When New York-based Kohn Pedersen Fox Associates PC accepted the challenge of transforming a bland Embassy Suites hotel into a stylish 4-Star business hotel, they focused on its assets: a signature art installation, a newly energized location, and a dated atrium that given the right spin might read as retro.

Ideally situated along the Battery Park waterfront, the all-suite Conrad New York is New York’s first property from the Hilton’s luxury brand. “Our challenge was to identify what needed to be changed to give them the identity they were looking for,” says Josh Chaiken, design principal at KPF, the project’s executive architects. Rather than completely re-clad the building’s exterior, for instance, the firm “selectively excavated parts of the façade,” Chaiken says, “and replaced it with new storefronts.”

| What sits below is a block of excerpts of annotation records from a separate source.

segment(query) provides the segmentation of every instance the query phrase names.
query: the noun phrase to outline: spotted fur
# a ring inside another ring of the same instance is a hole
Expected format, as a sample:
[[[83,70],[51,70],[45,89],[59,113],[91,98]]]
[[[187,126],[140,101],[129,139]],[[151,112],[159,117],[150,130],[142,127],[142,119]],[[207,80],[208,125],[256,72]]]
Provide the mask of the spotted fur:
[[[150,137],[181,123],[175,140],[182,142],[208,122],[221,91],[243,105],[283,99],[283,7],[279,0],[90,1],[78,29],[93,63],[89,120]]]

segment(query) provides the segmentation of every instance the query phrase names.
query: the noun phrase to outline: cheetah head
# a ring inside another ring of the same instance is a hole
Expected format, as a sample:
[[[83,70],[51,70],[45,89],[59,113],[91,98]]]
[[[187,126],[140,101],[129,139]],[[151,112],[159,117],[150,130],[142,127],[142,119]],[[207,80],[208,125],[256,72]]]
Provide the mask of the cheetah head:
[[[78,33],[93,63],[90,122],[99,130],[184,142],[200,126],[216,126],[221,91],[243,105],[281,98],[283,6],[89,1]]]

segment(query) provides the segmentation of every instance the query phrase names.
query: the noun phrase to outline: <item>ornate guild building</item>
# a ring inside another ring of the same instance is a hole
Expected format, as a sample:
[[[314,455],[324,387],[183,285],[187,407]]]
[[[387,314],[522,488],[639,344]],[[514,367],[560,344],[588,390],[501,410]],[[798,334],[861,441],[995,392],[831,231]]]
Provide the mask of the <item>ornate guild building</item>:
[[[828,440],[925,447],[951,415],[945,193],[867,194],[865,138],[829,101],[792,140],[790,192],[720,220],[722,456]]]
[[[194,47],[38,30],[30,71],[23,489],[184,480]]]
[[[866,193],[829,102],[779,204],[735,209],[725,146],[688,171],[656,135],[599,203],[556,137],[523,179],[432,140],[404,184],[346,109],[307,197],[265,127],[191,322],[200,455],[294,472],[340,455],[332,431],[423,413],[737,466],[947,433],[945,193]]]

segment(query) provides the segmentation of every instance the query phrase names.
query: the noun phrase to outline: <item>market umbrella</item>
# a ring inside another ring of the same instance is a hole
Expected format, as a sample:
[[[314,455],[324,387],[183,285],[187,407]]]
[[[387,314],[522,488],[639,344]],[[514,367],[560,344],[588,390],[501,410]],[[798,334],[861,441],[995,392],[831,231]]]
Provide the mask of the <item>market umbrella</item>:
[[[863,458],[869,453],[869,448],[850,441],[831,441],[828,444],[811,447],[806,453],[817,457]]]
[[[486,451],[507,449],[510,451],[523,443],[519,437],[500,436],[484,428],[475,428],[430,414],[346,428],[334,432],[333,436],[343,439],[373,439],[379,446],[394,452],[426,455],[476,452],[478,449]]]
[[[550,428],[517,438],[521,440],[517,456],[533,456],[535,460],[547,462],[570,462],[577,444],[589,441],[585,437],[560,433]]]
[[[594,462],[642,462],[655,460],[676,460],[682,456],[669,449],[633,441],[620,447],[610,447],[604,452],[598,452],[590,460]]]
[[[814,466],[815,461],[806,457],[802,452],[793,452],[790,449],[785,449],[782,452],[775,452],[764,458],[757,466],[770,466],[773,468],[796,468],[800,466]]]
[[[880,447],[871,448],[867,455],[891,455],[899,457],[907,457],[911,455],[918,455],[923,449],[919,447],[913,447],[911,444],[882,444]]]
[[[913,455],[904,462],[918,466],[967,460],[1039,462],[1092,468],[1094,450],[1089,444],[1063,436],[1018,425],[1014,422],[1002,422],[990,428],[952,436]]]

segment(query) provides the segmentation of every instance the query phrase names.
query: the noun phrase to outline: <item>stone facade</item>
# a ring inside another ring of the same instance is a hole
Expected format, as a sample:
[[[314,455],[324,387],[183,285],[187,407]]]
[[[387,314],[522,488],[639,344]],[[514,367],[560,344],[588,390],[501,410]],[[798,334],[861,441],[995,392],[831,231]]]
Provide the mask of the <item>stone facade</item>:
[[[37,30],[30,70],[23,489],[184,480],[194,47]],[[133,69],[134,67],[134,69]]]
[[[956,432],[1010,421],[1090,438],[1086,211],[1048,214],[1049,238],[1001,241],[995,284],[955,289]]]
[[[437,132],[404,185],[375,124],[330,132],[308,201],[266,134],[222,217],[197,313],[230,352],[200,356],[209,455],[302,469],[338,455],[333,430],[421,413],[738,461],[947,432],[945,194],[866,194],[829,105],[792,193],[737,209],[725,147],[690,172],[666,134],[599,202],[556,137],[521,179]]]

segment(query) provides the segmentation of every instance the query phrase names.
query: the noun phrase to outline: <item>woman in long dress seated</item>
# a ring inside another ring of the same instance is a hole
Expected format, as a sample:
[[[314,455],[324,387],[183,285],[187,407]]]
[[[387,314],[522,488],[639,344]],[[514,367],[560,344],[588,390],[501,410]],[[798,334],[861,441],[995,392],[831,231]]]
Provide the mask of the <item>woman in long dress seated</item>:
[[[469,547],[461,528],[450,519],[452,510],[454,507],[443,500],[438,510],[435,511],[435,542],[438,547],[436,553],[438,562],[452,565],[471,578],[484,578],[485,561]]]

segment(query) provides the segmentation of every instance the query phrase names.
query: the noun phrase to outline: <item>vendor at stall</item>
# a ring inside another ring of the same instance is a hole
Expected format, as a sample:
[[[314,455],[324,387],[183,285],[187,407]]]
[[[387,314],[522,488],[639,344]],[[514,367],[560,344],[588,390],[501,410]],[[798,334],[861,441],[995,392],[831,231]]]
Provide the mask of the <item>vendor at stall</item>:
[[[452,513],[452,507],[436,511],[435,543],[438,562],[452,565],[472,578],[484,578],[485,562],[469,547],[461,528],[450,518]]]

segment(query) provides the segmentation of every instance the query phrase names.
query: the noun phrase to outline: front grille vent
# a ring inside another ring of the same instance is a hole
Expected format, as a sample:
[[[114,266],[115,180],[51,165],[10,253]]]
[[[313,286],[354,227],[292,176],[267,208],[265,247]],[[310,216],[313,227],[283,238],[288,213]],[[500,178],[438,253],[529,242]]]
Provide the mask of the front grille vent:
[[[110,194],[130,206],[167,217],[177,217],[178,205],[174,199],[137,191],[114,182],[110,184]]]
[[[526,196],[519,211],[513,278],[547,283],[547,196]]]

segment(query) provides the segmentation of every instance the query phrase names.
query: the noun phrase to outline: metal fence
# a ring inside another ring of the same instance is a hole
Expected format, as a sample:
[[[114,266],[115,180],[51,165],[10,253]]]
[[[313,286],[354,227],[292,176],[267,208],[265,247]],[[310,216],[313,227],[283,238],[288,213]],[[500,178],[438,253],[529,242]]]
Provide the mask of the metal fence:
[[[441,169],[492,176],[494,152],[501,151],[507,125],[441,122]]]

The way the ground floor “relates to the neighborhood, with the addition of new retail and restaurants [three courtesy of celeb restaurateur Danny Meyer] was a key part of differentiating this hotel from the previous one,” adds Lloyd Sigal, principal at KPF.

Inside, the lobby underwent even more freshening-it bears a resemblance to, but is startlingly different from, its previous incarnation. Much of the credit goes to Monica Ponce de Leon (offices in New York, Boston, and Ann Arbor), whose brief was to expand the public realm of the existing lobby so even residents and office workers using the neighborhood could enjoy it.

First, Ponce de Leon ripped out a small escalator and narrow staircase, replacing them with two much wider entry staircases of Italian granite. “The idea was to echo the presence and shape of something like Rome’s Piazza di Spagna,” she says. She also softened the atrium by adding a lighting installation, rounding out the space’s layers of straight-edged balconies with fiberglass, and rehanging Sol LeWitt’s iconic wall drawing Loopy Doopy (Blue and Purple) to give it greater prominence.

Ponce de Leon was also charged with crafting the hotel’s extensive conference space, which is accessed via a suspended, cage-like walnut staircase, and the in-house restaurant, Atrio. Meanwhile, the meeting rooms and the 463 suites came courtesy of Toronto-based designer Jill Greaves.